Jennifer Lippincott-Schwartz's Section on Organelle Biology continued to investigate cellular processes by using novel fluorescence imaging approaches combined with quantitative analysis and mathematical modeling. Among the areas of investigation were: (1) mitochondrial regulation of cell polarization; (2) cell shape control by cellular adherence and contractile systems; (3) autophagy's role(s) in ensuring cell survival and longevity during starvation; (4) Rab10 and myosin-Va mediation of insulin-stimulated GLUT4 storage vesicle translocation in adipocytes; (5) primary cilia utilization of glycoprotein-dependent adhesion mechanisms to stabilize long-lasting cilia-cilia contacts; (6) endoplasmic reticulum (ER) stress–dependent clearance of misfolded GPI-anchored proteins from the ER; (7) computational modeling of cytokinetic abscission driven by ESCRT-III polymerization; (8) super-resolution analysis of HIV-1 formation and budding; (9) plasticity of the asialoglycoprotein receptor deciphered by ensemble FRET imaging and single-molecule–counting PALM imaging; (10) tool development for accelerating image reconstruction during Bayesian analysis of single-molecule fluorescence blinking/bleaching; and (11) spatial analysis of PALM datasets to analyze complex patterns of protein organization at the plasma membrane.

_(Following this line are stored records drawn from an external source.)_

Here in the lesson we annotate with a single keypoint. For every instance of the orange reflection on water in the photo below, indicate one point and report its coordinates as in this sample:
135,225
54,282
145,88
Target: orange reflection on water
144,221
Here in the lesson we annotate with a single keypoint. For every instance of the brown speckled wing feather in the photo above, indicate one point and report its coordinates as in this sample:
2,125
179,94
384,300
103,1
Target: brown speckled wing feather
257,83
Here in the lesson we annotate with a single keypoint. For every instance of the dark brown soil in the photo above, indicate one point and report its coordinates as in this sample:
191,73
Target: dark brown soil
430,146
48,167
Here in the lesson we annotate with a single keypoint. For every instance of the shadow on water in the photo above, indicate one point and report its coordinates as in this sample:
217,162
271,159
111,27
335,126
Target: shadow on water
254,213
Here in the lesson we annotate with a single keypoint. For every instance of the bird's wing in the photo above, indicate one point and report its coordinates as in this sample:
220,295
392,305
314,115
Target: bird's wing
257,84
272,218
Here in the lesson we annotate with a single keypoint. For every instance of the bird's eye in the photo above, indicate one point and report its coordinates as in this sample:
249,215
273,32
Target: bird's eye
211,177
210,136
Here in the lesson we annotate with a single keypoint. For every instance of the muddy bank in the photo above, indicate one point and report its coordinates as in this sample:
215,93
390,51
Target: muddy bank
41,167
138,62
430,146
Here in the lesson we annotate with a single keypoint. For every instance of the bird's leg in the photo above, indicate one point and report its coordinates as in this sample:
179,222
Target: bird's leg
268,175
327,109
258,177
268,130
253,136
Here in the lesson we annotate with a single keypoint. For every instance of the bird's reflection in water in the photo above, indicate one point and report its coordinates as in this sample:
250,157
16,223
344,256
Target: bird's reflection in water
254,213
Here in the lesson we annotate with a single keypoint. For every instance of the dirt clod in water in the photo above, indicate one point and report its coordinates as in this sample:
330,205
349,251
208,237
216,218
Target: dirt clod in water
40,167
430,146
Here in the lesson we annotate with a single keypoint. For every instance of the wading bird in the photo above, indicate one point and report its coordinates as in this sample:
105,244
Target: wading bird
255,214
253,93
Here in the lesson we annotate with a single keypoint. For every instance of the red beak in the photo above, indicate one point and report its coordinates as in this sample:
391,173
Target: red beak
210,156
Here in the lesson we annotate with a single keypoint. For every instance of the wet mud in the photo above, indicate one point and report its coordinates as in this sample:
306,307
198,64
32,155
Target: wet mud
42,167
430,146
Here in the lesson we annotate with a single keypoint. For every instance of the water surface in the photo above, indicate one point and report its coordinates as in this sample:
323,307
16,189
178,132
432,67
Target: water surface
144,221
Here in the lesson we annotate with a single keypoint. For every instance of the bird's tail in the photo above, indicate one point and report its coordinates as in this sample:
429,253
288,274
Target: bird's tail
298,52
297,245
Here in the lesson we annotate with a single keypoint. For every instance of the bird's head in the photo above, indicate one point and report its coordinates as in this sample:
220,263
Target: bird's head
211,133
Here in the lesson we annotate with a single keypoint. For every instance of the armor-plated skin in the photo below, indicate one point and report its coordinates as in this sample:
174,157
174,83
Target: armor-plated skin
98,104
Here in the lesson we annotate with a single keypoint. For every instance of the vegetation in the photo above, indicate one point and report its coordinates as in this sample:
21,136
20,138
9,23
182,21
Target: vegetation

The Unit on Microbial Pathogenesis, headed by Matthias Machner, analyzes host-pathogen interactions during Legionnaires' disease, a potentially fatal pneumonia caused by the bacterium Legionella pneumophila. Of particular interest are bacterial proteins, so-called effectors, that are delivered into the host cell cytosol, where they alter signaling processes in order to create conditions favorable for the survival and replication of the pathogen. The Unit continued its in-depth analysis of the bacterial infection cycle by identifying novel host targets for translocated effectors and determining their importance for Legionella virulence. By chemically modifying Rab proteins, small GTPases that function as key regulators of vesicle traffic in eukaryotic cells, major progress was made in the characterization of effectors that exploit intracellular cargo transport.
The Section on Environmental Gene Regulation, headed by Gisela Storz, studies small, regulatory RNAs in E. coli. Many of these bacterial RNAs act analogously to eukaryotic miRNA and siRNAs to regulate mRNA stability and translation. Along with identifying additional small RNAs and characterizing their functions, the Section has helped develop general tools for the study of the RNA regulators. The Section also pursues a project to identify and characterize another category of largely overlooked genes that encode small proteins of less than 50 amino acids. Systematic screens for growth conditions that lead to increased expression and for phenotypes associated with null mutations, combined with the identification of copurifying proteins, are yielding insights into the physiological roles of these small proteins, such as the regulation of a major drug efflux pump.